Früher sind von hier aus die Bomber der Royal Air Force gestartet. Doch heute ist die RAF-Basis in Bicester zwischen London und Birmingham der Nabel der britischen Oldtimer-Szene. Und auch die Brutstätte für die Fans und Fachleute von morgen.
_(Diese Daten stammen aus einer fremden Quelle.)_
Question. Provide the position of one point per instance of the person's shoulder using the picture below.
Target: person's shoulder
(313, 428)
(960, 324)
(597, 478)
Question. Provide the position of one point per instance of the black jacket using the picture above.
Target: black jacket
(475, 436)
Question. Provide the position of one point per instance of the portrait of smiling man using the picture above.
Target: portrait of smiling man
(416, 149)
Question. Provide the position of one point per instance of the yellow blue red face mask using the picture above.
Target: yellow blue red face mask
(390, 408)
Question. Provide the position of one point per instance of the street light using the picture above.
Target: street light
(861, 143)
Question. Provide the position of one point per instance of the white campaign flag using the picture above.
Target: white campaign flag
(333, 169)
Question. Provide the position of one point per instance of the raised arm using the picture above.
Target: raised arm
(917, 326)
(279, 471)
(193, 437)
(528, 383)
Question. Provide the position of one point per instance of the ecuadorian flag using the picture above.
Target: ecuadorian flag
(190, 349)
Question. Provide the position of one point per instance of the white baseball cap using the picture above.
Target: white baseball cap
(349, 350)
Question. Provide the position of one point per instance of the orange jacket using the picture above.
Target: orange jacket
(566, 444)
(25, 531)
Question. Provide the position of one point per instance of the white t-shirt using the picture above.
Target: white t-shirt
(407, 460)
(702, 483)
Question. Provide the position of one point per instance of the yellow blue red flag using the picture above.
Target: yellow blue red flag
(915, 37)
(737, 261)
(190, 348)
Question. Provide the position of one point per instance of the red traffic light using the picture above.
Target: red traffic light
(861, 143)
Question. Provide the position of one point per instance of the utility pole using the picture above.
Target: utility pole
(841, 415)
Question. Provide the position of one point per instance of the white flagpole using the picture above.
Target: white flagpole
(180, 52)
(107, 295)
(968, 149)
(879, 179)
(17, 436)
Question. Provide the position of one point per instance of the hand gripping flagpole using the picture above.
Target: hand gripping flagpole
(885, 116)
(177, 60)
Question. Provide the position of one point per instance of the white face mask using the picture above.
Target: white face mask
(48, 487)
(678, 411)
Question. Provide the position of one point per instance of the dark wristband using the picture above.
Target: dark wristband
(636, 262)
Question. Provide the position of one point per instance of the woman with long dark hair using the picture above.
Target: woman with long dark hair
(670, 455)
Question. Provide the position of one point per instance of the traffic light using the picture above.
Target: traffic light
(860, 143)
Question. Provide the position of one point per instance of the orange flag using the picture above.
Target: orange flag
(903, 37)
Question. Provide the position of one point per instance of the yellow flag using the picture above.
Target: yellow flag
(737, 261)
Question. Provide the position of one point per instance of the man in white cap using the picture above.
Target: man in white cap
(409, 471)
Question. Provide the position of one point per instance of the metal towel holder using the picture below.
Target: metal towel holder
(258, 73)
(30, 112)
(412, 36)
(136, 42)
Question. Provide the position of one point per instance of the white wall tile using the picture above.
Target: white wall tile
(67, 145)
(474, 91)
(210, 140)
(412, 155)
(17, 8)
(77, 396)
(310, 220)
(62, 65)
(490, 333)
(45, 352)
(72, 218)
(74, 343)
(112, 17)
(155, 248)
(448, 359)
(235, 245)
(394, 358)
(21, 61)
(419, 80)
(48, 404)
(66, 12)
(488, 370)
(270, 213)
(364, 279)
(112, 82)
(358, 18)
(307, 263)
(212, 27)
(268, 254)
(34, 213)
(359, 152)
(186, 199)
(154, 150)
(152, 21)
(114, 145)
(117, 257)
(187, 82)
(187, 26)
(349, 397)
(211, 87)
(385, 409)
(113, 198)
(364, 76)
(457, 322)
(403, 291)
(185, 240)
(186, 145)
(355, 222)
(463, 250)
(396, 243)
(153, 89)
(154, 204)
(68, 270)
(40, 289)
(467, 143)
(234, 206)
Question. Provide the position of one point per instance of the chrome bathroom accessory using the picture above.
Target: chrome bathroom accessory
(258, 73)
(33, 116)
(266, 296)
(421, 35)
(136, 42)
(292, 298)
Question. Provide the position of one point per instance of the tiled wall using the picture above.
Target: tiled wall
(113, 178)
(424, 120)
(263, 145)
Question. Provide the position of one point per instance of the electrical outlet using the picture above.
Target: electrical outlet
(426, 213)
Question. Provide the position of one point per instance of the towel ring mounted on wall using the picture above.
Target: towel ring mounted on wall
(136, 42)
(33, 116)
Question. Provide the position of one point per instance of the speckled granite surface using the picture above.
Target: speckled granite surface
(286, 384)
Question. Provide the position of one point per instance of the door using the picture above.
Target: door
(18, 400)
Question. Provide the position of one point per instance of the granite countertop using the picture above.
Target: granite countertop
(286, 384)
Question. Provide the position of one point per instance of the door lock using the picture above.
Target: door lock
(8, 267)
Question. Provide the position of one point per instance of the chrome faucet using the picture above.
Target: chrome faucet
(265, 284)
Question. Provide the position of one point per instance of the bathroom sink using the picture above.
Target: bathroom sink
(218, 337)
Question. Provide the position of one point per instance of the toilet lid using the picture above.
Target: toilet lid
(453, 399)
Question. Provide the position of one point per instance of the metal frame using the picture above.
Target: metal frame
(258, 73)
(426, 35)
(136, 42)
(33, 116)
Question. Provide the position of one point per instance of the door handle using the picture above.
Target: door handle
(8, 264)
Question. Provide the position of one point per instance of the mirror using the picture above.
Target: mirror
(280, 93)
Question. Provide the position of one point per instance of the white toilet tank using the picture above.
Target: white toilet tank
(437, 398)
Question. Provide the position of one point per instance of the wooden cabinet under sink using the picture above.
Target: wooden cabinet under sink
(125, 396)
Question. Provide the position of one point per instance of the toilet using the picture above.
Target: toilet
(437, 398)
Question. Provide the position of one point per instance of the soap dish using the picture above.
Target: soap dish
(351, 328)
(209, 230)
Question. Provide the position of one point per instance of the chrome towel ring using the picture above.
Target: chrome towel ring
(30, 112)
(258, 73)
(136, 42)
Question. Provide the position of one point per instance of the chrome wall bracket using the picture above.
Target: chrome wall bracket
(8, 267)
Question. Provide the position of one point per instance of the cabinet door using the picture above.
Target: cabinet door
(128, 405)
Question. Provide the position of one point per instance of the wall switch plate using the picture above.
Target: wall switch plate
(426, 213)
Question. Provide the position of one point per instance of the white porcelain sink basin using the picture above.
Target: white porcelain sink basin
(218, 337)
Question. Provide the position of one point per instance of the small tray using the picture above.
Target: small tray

Jedes Mal, wenn ihn die Hüfte schmerzt, kommen die Erinnerungen. Doch auch wenn ihn der Unfall bei einer Oldtimer-Rallye für ein paar Wochen außer Gefecht gesetzt hat, denkt Daniel Geoghegan an diese Zeit nicht im Groll zurück. Im Gegenteil. Denn in jener Zeit hat der Investmentbanker eine Idee entwickelt, die nicht nur sein Leben umkrempeln sollte, sondern zugleich die ohnehin schon relativ vitale Oldtimer-Szene im Großbritannien. Während er ans Bett oder später zumindest an Krücken gefesselt war, reifte in ihm der Plan für einen neuen Nabel in der Welt der alten Autos, der dem Geist dieser Zeit gerecht werden würde. ,,Die Generation der Garagenschrauber geht so langsam zu Ende", hat er beobachtet: ,,Die Kunden wollen nicht nur Expertise, sondern ein Erlebnis, erst recht, wenn sich auch ihre Frauen und die Familie dafür begeistern sollen. Mit schmuddeligen Werkstätten irgendwo auf dem platten Land kann man die kaum mehr locken, selbst wenn dort noch so begnadete Schrauber am Werk sind."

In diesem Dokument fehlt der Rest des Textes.